Depuis un siècle, et venant après les magnifiques utopies du XIX°, doctrines et théories se sont succédées : Camillo Sitte et son toc du «Malerisch», Le Corbusier et ses élucubrations type «Plan Voisin» ou «Plan Obus», Yona Friedmann et son «architecture scientifique», la typomorphologie d’Aldo Rossi. L’irruption de la linguistique mettait ensuite sur orbite des recherches de compréhension de la perception de la ville avec Lynch, Halprin Cullen, Holschneider et d’autres . Pour donner quoi ? un constat d’échec généralement admis dont on semble vouloir éviter de rechercher la cause. Plus la ville apparaît inadaptée à la signification que l’on voudrait lui reconnaître, et plus on feint de croire qu’en soignant le «look» on pourra créer la vie, la ville. De même que les discours creux nous ont fait banaliser le terme de «langue de bois», nous voyons pousser l’architecture-langue-de-bois. Le constat d’échec ou d’impuissance devrait nous mener à dire : on arrête tout et on réfléchit. Impossible, les travaux continuent pendant la recherche. Ainsi, récemment, Francis Nordemann [263], architecte et enseignant-chercheur, proposait de ‘«re-faire de la ville»’ par un travail sur les espaces publics comme succession d’espaces qualifiés. L’exposition (Octobre 1997) de l’Institut Français d’Architecture portait un ‘«regard sur la ville»’ en évoquant le paradigme du ‘«hangar décoré»’ de Robert Venturi [264] décliné dans nos entrées de ville avec le risque de la ville-musée. De son côté, la Direction de l’Architecture pousse à la production de recherches théoriques sur la ville et l’architecture de la ville. Philippe BOUDON [265], utilisant le vecteur actuellement très «porteur» de l’approche cognitive, cherche à comprendre la complexité de la création architecturale et se place, hors de l’architecture, en «architecturologue». Les ‘Journées de l’architecture’ permettent périodiquement d’énoncer de «belles idées» sur l’état de la ville. Ce bouillonnement est certes parfois décevant; mais il marque l’émergence du constat selon lequel la ville ne semble pas en accord avec ce que nous attendons d’elle.

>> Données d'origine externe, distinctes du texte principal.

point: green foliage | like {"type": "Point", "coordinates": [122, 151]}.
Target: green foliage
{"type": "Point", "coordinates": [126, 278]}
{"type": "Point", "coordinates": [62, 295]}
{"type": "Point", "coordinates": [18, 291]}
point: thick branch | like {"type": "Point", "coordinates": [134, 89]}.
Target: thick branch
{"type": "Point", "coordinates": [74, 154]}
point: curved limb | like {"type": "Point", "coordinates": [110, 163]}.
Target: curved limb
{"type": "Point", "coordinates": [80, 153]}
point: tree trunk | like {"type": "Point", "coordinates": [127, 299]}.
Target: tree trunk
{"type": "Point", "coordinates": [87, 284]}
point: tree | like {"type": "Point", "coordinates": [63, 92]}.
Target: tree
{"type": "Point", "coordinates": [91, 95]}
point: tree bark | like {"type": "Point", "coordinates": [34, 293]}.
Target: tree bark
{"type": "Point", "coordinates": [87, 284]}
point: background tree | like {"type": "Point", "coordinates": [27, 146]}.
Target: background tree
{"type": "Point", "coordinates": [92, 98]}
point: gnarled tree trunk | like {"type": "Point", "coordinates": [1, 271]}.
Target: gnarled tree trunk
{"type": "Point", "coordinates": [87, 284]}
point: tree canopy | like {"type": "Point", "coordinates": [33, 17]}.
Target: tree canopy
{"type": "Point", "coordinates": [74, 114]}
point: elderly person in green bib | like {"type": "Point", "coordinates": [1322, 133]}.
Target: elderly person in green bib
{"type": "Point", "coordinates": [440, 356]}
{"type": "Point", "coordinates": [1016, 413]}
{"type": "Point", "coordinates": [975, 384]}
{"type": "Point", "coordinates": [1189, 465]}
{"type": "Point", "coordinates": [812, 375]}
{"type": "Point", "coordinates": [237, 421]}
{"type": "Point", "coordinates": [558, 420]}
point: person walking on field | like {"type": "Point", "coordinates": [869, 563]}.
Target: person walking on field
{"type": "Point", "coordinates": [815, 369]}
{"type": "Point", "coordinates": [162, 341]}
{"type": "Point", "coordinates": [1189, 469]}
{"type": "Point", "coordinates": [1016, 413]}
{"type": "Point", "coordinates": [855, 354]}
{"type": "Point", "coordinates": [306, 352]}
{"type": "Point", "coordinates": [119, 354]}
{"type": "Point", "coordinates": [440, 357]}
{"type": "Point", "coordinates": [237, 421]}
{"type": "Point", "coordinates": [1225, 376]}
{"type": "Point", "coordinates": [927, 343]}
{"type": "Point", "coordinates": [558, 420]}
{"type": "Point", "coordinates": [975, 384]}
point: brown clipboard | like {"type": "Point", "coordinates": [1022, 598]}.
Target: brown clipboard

L’architecture de la ville est bien ancrée dans un site et dans une culture. Comme certains mots sont intraduisibles, certains paradigmes architecturaux ne peuvent trouver d’équivalent dans une autre culture. L’architecture est écrite et lue sous plusieurs formes et pour délivrer des messages divers : langage quotidien, manifeste politique ou artistique, voire même expression de l’Utopie ou Langue de Bois.

Les tentatives de «décryptage raisonné» de la ville ont marqué le point de départ de la réflexion contemporaine, mais elles restent des analyses du seul visuel.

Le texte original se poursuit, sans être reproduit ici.